The only input form on YouTube is a search box (unless you are a content uploader but I am not). On the front end I don't see a reason for the extra overhead and bandwidth. SSL certainly doesn't stop any tracking. It might make it more difficult for someone that couldn't really do anything with the info anyway. The big players are already embedded in the site. I visit sites where I see ads from other sites I purchased from that to my knowledge aren't connected by anything but the obvious ad networks that aren't stopped by the SSL on both sites. Then for a virus scanner to monitor the traffic it need to MITM to see the contents. In any case we can be thankful for Let's Encrypt as in the past it was the companies selling the certs that were pushing for their use.
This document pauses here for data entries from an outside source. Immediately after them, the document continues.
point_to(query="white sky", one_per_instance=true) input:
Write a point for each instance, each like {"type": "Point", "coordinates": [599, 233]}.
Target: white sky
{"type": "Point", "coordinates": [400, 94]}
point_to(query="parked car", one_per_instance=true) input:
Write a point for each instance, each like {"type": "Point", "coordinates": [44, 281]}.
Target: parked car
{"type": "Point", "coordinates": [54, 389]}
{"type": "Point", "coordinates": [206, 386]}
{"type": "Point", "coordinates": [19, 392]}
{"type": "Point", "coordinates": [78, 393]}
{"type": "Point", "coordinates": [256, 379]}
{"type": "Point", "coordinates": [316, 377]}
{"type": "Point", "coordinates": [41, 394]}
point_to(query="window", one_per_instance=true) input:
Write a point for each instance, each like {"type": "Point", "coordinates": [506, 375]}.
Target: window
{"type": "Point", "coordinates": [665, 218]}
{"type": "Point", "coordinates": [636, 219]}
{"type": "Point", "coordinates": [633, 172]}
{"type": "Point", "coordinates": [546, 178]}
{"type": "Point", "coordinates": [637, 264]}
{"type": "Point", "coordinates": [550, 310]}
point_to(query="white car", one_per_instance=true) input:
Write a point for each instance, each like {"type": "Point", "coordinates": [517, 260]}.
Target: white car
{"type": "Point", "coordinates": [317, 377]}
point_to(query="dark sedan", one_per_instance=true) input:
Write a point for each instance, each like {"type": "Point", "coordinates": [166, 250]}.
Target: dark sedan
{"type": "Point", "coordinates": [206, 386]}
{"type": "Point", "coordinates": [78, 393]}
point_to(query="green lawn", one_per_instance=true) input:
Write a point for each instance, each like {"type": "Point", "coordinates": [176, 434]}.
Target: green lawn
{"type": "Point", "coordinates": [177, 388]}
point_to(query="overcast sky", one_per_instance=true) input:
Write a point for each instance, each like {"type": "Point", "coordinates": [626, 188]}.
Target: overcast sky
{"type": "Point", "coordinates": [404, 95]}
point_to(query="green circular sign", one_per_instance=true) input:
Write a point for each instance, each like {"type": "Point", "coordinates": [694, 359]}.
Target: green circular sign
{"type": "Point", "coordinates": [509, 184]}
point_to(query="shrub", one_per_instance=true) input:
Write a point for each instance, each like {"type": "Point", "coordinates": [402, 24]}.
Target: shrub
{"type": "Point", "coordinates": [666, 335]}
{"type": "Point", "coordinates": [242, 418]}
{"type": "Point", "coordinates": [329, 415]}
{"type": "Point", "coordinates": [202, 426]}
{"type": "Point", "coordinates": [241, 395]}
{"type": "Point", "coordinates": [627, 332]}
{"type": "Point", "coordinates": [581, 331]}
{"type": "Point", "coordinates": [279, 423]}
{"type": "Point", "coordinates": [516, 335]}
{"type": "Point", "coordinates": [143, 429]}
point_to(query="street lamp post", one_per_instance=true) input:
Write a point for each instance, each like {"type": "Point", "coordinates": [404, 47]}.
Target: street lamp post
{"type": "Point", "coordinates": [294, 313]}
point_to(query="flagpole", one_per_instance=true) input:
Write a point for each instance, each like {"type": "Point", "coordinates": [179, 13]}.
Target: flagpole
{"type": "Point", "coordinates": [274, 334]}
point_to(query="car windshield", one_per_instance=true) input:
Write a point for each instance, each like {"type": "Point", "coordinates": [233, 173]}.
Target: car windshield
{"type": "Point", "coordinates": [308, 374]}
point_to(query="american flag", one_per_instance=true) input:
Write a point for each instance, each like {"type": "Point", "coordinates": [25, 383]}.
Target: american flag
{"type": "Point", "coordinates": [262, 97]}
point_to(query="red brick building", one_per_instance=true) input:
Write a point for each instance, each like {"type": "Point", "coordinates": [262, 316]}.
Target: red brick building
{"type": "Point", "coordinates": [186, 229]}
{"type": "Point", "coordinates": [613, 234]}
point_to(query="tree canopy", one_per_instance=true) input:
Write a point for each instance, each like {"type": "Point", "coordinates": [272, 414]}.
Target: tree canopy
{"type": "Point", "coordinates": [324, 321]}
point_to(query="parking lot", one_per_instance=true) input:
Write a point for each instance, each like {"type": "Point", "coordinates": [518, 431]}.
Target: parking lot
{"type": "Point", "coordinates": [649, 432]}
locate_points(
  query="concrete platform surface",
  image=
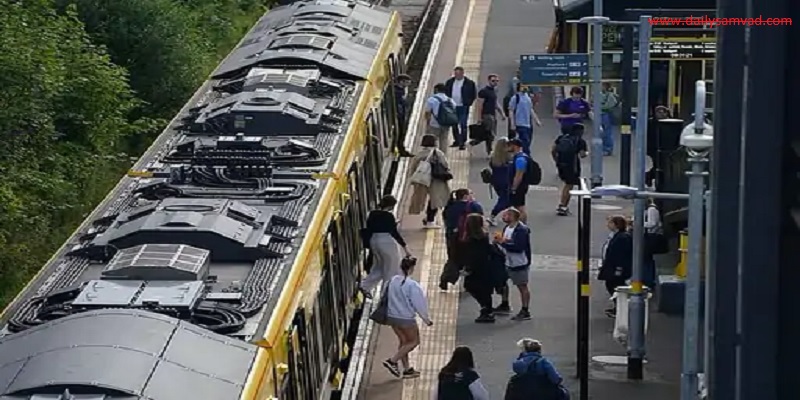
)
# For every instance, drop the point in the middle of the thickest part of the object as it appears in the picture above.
(497, 33)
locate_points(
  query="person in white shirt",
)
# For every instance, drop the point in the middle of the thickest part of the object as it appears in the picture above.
(464, 92)
(432, 112)
(406, 300)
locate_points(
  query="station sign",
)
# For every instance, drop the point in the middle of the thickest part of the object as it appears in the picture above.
(553, 69)
(683, 49)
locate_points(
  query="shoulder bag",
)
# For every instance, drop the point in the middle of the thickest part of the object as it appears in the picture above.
(423, 174)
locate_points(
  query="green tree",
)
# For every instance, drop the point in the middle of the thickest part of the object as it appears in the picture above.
(64, 106)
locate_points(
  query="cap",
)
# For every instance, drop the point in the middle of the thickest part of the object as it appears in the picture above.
(515, 142)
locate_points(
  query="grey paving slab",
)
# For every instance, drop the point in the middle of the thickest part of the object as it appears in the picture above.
(515, 27)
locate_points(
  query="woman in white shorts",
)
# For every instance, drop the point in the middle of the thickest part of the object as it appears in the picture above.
(406, 300)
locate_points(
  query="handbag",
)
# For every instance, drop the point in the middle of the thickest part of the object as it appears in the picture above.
(423, 174)
(439, 171)
(380, 315)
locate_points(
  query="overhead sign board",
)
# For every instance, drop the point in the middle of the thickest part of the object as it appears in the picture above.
(553, 69)
(700, 49)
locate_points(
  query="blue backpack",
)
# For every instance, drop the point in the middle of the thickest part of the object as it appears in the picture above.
(534, 385)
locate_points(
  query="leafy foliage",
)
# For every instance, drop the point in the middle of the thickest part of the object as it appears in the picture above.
(85, 84)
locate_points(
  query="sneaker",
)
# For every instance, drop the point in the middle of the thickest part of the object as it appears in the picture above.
(502, 309)
(392, 367)
(523, 315)
(485, 319)
(410, 373)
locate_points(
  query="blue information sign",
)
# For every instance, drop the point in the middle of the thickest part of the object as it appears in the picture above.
(553, 69)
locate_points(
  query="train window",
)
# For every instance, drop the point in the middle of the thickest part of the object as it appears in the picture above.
(304, 364)
(330, 321)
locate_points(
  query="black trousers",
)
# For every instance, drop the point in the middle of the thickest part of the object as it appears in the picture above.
(480, 291)
(452, 267)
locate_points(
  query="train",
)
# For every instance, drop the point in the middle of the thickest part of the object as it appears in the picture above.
(225, 264)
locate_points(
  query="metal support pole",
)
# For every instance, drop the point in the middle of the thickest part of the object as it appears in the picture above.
(584, 250)
(636, 321)
(596, 76)
(627, 97)
(691, 318)
(722, 277)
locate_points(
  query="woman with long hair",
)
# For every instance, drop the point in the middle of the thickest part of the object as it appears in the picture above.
(500, 165)
(382, 238)
(617, 264)
(433, 197)
(482, 260)
(405, 300)
(458, 379)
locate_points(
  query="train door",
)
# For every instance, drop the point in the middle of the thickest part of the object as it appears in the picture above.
(685, 74)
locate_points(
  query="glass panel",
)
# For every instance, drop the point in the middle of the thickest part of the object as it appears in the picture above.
(617, 86)
(612, 65)
(709, 70)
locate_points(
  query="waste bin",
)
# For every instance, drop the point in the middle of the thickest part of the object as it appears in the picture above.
(622, 298)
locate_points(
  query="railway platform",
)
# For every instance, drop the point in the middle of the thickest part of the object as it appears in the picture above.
(485, 37)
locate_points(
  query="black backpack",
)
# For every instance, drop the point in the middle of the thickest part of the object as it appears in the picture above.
(446, 114)
(533, 174)
(455, 387)
(533, 384)
(566, 149)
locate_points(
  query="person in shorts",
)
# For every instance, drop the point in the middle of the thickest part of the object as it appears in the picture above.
(567, 151)
(515, 239)
(488, 107)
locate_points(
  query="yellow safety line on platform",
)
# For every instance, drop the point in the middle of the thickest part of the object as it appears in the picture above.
(439, 340)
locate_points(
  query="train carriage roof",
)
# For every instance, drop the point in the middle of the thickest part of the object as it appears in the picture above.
(341, 37)
(123, 354)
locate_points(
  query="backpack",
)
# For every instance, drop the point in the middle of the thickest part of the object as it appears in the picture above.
(462, 222)
(566, 149)
(453, 387)
(534, 384)
(533, 172)
(446, 114)
(486, 175)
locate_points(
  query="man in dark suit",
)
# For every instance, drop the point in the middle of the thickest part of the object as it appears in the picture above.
(464, 92)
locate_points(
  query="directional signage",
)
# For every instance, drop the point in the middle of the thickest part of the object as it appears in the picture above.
(700, 49)
(553, 69)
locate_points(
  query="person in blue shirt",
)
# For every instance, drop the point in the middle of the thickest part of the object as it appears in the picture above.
(500, 165)
(522, 117)
(546, 382)
(519, 177)
(572, 110)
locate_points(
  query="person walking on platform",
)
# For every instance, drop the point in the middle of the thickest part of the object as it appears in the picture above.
(514, 86)
(572, 110)
(499, 176)
(437, 192)
(617, 266)
(522, 117)
(488, 107)
(567, 151)
(611, 107)
(535, 377)
(521, 178)
(484, 264)
(440, 115)
(461, 204)
(515, 239)
(458, 379)
(406, 300)
(402, 82)
(463, 92)
(382, 239)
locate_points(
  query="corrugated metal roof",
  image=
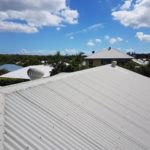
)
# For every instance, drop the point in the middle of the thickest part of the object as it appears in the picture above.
(102, 108)
(109, 54)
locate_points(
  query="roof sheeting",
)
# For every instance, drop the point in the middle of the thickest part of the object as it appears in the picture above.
(101, 108)
(22, 73)
(109, 54)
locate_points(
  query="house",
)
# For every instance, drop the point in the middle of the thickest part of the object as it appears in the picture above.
(106, 57)
(103, 108)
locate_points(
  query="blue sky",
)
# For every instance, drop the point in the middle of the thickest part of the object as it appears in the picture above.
(73, 26)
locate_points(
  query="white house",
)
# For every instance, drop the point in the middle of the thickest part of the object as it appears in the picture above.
(106, 57)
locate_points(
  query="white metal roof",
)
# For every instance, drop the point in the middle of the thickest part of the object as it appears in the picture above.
(141, 62)
(22, 73)
(109, 54)
(103, 108)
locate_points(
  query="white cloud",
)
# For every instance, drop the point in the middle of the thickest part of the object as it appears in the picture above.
(143, 37)
(113, 40)
(98, 40)
(89, 28)
(30, 15)
(58, 28)
(126, 5)
(90, 43)
(94, 42)
(137, 16)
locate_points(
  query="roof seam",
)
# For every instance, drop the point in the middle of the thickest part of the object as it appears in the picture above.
(2, 105)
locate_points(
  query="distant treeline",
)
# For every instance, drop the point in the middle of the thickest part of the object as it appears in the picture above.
(139, 55)
(26, 60)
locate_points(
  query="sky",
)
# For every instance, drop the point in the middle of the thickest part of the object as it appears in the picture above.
(71, 26)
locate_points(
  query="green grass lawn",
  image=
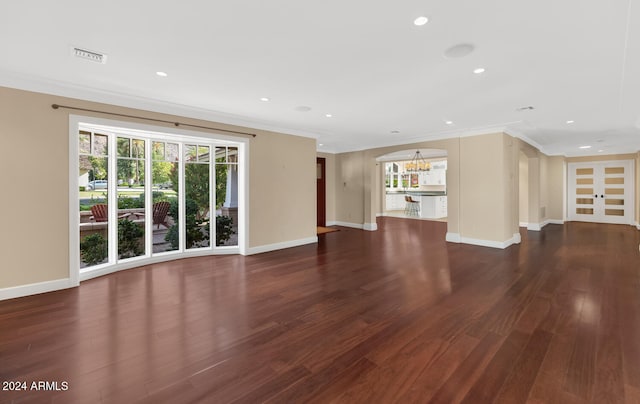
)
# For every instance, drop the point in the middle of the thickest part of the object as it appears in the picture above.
(133, 193)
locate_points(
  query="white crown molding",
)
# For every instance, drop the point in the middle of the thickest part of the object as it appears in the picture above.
(70, 90)
(517, 134)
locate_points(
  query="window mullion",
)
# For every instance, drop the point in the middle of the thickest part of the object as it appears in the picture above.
(112, 197)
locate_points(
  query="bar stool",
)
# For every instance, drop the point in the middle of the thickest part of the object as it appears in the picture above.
(412, 208)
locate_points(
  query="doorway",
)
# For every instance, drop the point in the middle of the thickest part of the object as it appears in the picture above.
(321, 191)
(601, 191)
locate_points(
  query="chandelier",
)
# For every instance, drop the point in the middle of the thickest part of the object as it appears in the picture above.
(418, 163)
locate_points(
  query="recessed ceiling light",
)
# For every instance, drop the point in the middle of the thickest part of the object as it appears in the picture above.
(527, 108)
(420, 21)
(458, 51)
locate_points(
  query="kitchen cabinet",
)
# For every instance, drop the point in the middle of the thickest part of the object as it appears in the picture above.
(395, 202)
(433, 177)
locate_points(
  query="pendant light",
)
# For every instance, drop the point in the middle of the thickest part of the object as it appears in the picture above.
(418, 163)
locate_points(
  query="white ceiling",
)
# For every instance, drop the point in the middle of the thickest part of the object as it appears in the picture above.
(363, 61)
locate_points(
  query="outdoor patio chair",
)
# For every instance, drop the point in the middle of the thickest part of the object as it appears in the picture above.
(160, 211)
(100, 213)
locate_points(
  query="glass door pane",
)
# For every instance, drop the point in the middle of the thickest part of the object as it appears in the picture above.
(226, 196)
(131, 197)
(93, 177)
(165, 169)
(197, 200)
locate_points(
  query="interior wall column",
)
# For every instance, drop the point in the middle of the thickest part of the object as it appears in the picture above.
(534, 194)
(369, 166)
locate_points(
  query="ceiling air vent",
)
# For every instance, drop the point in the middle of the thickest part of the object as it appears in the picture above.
(89, 55)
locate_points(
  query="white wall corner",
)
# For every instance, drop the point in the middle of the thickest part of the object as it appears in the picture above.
(352, 225)
(453, 237)
(516, 238)
(281, 246)
(370, 226)
(36, 288)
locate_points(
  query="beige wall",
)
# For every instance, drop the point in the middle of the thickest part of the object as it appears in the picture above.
(483, 180)
(357, 175)
(330, 175)
(34, 243)
(555, 185)
(483, 204)
(523, 188)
I think you are missing the point. People are lazy. Companies are caught in bureaucracy. This caused a lot of websites that obviously should have TLS to remain in status quo and operate without it. Nothing pushed them to do so. Unless TLS will be a default a lot of these websites would continue to operate without any changes. This is human factor. Technically it is hard to get rid of threat of ssl stripping attacks. Browsers aren't smart. They can't judge content and automatically decide if website is worth to encrypt or not. Web can either be unencrypted by default or encrypted by default. Without making TLS a default choice it is not possible to get rid of threat of SSL stripping attacks. Put in context many people do connect to shared and/or untrusted Wifi networks especially on mobile devices.
Fair enough. You make a good point. I still feel it is not necessary on some sites but if that's what it takes to get the ones that should be doing it motivated so be it.